Abu Dhabi, UAESunday 9 August 2020

End of guardianship marks steady progress

Saudi Arabia’s latest transformative steps signify more than travel and convenience

Women in Saudi Arabia will now be able to travel without permission. Reuters
Women in Saudi Arabia will now be able to travel without permission. Reuters

Slowly but surely, step by step, Saudi Arabia is treading the path laid out in its Vision 2030 plan. The end of guardianship, which means women over 21 will no longer require the permission of a male family member to travel or obtain a passport, is the latest in a series of reforms bestowing equal rights, freedoms and opportunities upon women. Husbands and wives are now also recognised as joint heads of the family, and labour laws have been changed to end discriminatory practices against women.

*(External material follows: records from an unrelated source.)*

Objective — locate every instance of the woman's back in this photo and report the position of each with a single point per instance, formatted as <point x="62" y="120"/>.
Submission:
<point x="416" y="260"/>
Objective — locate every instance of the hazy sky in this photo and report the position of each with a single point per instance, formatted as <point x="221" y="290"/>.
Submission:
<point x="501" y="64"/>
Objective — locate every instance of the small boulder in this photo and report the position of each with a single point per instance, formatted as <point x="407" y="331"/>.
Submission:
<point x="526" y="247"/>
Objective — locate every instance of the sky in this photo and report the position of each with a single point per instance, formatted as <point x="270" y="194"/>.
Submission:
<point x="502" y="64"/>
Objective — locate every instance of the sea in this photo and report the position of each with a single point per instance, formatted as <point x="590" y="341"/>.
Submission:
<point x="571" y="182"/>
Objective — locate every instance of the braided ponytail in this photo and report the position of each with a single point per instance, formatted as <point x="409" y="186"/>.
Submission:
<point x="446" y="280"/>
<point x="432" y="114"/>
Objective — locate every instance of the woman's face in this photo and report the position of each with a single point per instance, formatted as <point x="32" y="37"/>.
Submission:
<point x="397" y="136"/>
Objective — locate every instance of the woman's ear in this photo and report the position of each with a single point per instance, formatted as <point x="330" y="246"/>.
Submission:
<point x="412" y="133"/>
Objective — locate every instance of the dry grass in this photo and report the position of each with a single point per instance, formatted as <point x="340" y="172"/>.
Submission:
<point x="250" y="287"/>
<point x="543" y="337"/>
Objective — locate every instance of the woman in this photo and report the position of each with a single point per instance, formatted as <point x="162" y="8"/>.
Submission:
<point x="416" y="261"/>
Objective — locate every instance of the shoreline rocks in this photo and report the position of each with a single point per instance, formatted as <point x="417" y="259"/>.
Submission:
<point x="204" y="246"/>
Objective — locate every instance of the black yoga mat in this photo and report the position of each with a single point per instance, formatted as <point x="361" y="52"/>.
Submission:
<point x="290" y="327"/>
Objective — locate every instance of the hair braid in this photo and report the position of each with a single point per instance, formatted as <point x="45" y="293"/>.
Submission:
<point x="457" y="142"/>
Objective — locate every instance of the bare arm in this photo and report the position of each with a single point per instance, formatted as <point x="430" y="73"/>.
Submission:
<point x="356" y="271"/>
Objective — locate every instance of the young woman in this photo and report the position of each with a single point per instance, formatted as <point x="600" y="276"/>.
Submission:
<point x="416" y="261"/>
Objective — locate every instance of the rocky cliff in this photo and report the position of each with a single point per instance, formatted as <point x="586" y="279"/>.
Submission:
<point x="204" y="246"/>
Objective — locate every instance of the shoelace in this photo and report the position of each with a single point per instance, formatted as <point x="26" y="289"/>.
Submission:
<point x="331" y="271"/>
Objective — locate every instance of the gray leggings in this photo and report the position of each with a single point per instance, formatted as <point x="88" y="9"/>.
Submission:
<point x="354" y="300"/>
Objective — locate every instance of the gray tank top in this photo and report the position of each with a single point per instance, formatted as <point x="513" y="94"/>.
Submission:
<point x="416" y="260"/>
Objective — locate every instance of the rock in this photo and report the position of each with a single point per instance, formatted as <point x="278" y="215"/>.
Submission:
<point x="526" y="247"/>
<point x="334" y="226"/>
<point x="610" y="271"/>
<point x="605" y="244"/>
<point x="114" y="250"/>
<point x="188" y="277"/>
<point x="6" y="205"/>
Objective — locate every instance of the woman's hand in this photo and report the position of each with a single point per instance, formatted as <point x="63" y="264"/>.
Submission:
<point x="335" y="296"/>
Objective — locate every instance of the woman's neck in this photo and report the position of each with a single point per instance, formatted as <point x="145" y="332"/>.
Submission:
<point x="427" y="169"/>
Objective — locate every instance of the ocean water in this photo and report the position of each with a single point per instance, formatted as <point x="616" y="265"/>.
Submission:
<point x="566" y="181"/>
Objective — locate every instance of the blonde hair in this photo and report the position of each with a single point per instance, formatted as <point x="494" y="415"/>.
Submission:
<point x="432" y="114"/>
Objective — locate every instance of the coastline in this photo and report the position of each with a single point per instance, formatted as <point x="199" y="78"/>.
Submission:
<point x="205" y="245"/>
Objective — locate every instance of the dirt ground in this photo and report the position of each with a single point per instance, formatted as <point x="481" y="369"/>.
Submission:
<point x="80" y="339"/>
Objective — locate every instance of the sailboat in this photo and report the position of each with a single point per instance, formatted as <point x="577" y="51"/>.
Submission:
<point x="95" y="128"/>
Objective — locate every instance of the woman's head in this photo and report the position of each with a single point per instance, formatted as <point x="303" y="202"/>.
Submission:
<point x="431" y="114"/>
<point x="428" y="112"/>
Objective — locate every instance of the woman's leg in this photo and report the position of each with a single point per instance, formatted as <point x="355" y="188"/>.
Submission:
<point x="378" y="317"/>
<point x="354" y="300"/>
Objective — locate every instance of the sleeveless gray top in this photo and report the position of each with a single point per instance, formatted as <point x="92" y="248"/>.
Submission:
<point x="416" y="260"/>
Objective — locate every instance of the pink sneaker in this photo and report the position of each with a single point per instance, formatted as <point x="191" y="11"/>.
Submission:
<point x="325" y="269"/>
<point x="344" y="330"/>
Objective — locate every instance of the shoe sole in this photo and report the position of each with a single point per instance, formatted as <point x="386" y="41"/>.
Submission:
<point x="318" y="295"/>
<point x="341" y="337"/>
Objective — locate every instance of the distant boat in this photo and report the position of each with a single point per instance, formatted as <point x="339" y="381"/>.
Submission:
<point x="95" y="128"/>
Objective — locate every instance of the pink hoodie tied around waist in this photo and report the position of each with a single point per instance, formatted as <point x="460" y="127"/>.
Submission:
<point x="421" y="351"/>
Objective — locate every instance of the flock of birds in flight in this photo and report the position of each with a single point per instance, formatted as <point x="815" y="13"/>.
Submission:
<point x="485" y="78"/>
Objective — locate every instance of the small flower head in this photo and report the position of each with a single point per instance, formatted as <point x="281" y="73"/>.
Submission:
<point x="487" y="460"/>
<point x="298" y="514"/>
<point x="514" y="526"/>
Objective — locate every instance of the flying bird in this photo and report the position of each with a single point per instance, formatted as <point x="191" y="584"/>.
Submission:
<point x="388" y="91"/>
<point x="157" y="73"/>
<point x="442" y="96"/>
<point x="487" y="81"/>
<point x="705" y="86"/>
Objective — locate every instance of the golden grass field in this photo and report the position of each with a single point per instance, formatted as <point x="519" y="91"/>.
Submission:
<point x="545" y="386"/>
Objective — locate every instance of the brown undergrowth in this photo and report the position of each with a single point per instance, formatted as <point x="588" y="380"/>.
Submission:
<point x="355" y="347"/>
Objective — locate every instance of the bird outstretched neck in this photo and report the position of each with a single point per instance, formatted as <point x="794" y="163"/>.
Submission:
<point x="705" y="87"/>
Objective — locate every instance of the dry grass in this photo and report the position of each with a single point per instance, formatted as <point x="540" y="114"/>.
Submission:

It is hoped these changes will soon be followed by parity of pay, pledged by the Ministry for Labour and Social Development in January, becoming a nationwide reality.

It is just over a year since Saudi Arabia issued driving licences to women, granting them a previously unimaginable degree of independence. At the same time, rules requiring a guardian’s permission to study or hold a job were scrapped. Since then, a series of transformative reforms have been instigated. The whole of Saudi society stands to benefit from the latest changes, which go much further than merely allowing women to enjoy independent travel and tourism. More than half of all university graduates in Saudi Arabia are women. The end of guardianship will allow the country to make the best use of this largely untapped well of talent as it works to realise Crown Prince Mohammed bin Salman’s Vision 2030 plan to accelerate economic development. As Dr Anwar Gargash, the UAE's Minister of State for Foreign Affairs, says, the reforms show “confident steps towards development and modernisation”.

Rooted in the oldest traditions of Islam, the nation is to be congratulated for a determination to bring about change in a considered manner that will not alienate traditionalists, whose views carry weight in the deeply religious country. But as Reema Bandar Al Saud, the Kingdom’s ambassador to Washington, points out, we are witnessing history in the making, heralding positive changes that will have an impact for years to come.